Thomas James spent little of his life in Missouri, but he significantly influenced the state. With a strong background in iron making, he largely financed and organized the Maramec Iron Works during the 1820s. He and his partner, Samuel Massey, opened south-central Missouri to increased settlement. The ironworks supplied needed material for the growth of industries in St. Louis and the eastern United States. Historian James D. Norris summarized the importance of James’s contribution: “The Maramec Iron Works, as the first successful large-scale foundry west of the Mississippi River, proved that high profits were to be made from the exploitation of Missouri’s iron and timber resources, and it encouraged other entrepreneurs to invest in the state’s developing economy.”
Born on November 5, 1776, Thomas James came from a family of experienced iron makers. His father died at sea in the winter of 1784–1785, and James went to live with his grandparents in Jefferson County, Virginia. He later lived with an uncle on his mother’s side of the family in Harpers Ferry, Virginia, and attended Charlestown Academy. He moved to Chillicothe, Ohio, in 1798 and engaged in a variety of commercial activities. He and John McCoy traded for furs and ginseng and marketed them in Asia through a New Orleans agent. Later, the partners slaughtered, pickled, and packed hogs for resale in the West Indies. James opened a store to sell iron products and invested in the Scioto Salt Works, controlling a readily available supply of the necessity. He sold the works when competition began to cut into profits. He also invested in a number of iron furnaces to secure a certain supply for his iron store. He owned an interest in the Brush Creek Furnace, the Marble Furnace, the Buckhorn Furnace, and Rapid Forge, all in Ohio. James took an active role in managing these facilities and “rapidly accumulated a sizable capital resource base.” By the mid-1820s he had become one of the wealthiest men in Ohio, with a sizable interest in both of Chillicothe’s banks. Norris described James as the embodiment of the entrepreneur: a risk-taker who exploited opportunities for their potential profits.
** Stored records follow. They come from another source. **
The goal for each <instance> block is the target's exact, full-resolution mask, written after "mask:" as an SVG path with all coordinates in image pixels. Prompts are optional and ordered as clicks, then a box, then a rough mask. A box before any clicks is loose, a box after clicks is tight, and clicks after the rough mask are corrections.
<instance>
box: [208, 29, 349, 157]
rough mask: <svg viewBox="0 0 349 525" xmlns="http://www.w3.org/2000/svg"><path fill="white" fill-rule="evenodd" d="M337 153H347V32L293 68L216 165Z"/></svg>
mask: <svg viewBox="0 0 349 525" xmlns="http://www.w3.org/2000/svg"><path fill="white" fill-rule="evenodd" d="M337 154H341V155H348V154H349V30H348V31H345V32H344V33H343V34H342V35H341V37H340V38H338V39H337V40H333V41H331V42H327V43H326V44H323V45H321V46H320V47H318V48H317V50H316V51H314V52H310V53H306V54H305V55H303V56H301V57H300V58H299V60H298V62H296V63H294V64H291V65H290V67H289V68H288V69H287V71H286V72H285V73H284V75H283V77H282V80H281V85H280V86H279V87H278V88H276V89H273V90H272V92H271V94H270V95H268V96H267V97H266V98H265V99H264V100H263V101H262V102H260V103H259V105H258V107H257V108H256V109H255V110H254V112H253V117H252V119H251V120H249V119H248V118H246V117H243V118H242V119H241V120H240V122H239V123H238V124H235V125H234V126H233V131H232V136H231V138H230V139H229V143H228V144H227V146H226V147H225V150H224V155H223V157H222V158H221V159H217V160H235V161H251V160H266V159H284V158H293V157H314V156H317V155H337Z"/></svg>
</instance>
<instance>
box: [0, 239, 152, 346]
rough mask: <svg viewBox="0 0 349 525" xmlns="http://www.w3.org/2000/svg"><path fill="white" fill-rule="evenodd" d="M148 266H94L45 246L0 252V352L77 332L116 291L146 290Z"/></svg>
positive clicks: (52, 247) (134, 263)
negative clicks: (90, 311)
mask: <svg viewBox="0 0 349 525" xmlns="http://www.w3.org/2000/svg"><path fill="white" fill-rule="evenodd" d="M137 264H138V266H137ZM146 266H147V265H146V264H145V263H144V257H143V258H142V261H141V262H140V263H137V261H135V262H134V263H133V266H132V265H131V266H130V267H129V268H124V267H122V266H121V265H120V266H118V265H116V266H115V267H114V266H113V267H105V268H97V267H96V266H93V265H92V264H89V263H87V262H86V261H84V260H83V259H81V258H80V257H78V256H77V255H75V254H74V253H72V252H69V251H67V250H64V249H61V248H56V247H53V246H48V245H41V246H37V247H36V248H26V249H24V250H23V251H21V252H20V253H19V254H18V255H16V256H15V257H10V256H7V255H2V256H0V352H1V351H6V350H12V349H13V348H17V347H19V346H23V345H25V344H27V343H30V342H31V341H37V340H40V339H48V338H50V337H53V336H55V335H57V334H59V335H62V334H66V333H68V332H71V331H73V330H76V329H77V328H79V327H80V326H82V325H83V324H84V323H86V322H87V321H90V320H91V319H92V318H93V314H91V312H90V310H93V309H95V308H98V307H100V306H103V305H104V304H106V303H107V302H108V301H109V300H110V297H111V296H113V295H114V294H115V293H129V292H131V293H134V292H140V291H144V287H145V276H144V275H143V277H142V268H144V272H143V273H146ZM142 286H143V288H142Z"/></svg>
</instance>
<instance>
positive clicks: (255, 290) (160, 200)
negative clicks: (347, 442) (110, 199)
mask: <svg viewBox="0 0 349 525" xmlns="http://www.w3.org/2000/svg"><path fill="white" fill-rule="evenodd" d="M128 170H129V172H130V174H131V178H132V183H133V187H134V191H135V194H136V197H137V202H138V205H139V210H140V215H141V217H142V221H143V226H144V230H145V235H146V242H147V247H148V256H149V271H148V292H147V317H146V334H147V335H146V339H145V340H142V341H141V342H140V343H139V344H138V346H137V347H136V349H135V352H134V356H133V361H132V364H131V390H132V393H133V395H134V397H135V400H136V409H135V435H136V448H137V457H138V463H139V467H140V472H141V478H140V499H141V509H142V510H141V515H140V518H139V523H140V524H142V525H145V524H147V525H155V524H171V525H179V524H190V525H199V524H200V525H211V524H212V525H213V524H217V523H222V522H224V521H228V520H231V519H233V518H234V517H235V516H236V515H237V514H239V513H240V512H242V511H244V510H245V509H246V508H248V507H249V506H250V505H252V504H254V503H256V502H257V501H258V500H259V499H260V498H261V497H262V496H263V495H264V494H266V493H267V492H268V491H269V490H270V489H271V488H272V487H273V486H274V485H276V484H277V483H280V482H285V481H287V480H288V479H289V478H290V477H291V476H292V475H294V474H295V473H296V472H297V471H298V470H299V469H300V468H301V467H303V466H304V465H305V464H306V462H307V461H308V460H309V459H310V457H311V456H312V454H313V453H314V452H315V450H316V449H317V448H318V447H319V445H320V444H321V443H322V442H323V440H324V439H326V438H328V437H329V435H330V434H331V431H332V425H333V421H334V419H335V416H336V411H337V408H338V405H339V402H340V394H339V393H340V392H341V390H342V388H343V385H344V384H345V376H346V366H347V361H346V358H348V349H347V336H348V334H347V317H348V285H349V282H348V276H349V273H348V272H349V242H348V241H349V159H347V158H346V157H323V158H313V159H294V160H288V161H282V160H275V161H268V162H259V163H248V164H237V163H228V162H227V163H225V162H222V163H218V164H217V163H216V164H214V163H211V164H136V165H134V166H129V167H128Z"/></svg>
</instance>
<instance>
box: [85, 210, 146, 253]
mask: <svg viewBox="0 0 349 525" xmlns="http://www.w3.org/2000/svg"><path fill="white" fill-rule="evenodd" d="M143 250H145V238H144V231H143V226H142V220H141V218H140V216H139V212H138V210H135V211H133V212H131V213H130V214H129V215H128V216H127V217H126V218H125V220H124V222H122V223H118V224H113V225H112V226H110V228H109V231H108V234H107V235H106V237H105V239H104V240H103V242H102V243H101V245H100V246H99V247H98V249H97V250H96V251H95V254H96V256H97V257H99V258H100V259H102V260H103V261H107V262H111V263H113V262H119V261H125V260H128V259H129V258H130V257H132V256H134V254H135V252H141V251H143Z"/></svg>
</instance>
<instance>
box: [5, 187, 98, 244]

James and Massey arrived in Missouri in 1826, traveling to Maramec Spring. They immediately grasped the possibilities offered by this impressive source of waterpower, the readily available ore, flux, and timber, plus the stone needed to build the furnace and to make iron. James and Massey formed a partnership that called for James to invest the bulk of the money, with Massey supplying the remainder and providing the day-to-day management of the operation. Massey received $600 per year as salary and one-third of the profits. To build the works, they transported a large community of skilled artisans some six hundred miles from Ohio to the Missouri wilderness in what is now eastern Phelps County. They purchased the initial land at the federal land office in Jackson, Missouri, and within a decade owned more than ten thousand acres. Workmen completed the furnace in 1829. An estimated seven hundred skilled artisans came to the area to work in the ironworks. James and Massey also owned and hired enslaved men to do a variety of tasks. They came from as far away as Columbia, Fulton, and Fayette, Missouri.
Massey managed the works until he sold his interest in 1847 to Thomas. Thomas’s son, William, became the manager in that year and continued to operate Maramec Iron Works until August 1875. He also built the Ozark Iron Works some miles away in Phelps County, but economic difficulties caused the closure of both operations and bankruptcy for William James in December 1877. Thomas James never saw the demise of his Missouri investment. He died on June 14, 1856.
James, Lucy Wortham. Papers (C0001). State Historical Society of Missouri, Columbia.
James and Dun Papers. Ross County Historical Society, Chillicothe, Ohio.
Norris, James D. Frontier Iron: The Maramec Iron Works, 1826–1876. Madison: State Historical Society of Wisconsin, 1964.